Lytton Strachey by Dora Carrington (1916) courtesy National Portrait Gallery, London

Miss Demeanor’s Question of the Week: Why Do We Love Books?

Keenan: I love books because they transport me from real life and give me a chance to see the world through someone else’s eyes.

Susan: I love books because they reassure me that I’m not the only lunatic out there. I’ve found some of my best friends in books. (Jane Eyre comes to mind.) They comfort me, inspire me, teach me and show me the world. Recently I was reading Julia Philips novel, Disappearing Earth, which is set in Siberia, and I thought, I’m in Siberia!

Emilya: Well… yeah. I can’t imagine not reading. I don’t think more than a day has ever passed in my life after the age of 8 when I didn’t read for pleasure. Escapism, education, you name it, books do it for me. In that vein, I especially appreciate books written by authors from environments completely different from mine, whether it’s other countries, other genders, class, background, etc., etc.

Connie: “The books transported her into new worlds and introduced her to amazing people who lived exciting lives. She went on olden-day sailing ships with Joseph Conrad. She went to Africa with Ernest Hemingway and to India with Rudyard Kipling. She travelled all over the world while sitting in her little room in an English village.” – Maltida by Roald Dahl

Tracee: I can’t remember a time when I couldn’t read, so it is like food or water or sleep. I don’t think about why I need it, I just do. 
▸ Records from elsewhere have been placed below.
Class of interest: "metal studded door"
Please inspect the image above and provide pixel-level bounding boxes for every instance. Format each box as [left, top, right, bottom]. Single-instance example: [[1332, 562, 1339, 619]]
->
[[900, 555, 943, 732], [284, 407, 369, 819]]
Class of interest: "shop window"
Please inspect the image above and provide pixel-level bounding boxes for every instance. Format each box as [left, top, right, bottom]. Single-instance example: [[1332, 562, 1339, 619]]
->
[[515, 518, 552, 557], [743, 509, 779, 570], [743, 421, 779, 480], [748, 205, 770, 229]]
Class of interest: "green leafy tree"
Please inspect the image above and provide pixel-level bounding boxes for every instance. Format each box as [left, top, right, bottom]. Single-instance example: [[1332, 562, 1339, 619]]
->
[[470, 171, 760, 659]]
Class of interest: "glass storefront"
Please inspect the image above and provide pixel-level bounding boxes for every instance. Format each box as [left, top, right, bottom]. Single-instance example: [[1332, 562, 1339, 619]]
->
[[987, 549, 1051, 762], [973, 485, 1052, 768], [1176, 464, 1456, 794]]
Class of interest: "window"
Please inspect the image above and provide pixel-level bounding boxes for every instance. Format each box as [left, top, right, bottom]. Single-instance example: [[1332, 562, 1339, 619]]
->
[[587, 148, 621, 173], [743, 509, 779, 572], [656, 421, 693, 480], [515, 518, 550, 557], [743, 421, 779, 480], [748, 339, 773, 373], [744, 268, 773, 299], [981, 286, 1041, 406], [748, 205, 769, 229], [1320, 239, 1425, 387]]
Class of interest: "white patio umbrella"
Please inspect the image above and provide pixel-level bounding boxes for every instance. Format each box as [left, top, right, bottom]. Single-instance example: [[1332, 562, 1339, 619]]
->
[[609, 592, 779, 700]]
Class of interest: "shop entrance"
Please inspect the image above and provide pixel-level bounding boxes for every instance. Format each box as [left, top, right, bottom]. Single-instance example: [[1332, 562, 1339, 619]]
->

Michele: There are so many reasons I love books. The first reason is one I often told my children, which is, if you have a book with you, you are never lonely. I learned that as a young child with my own bookcase filled with Little Golden Books, which are still popular. (Look what I found as a recent example.) Another reason I love books is because they have the answer to whatever you are challenged by. When I was a new gardener, you would find me sitting in the dirt with a book on my lap, learning how much sun, what kind of dirt, etc., my plant needed. Google may provide an instant short answer to questions, but books give you so much more. And best of all, like Susan, I love being transplanted to a different time and place. The book I just finished writing takes place along The Wild Atlantic Way and is my way of returning the gift.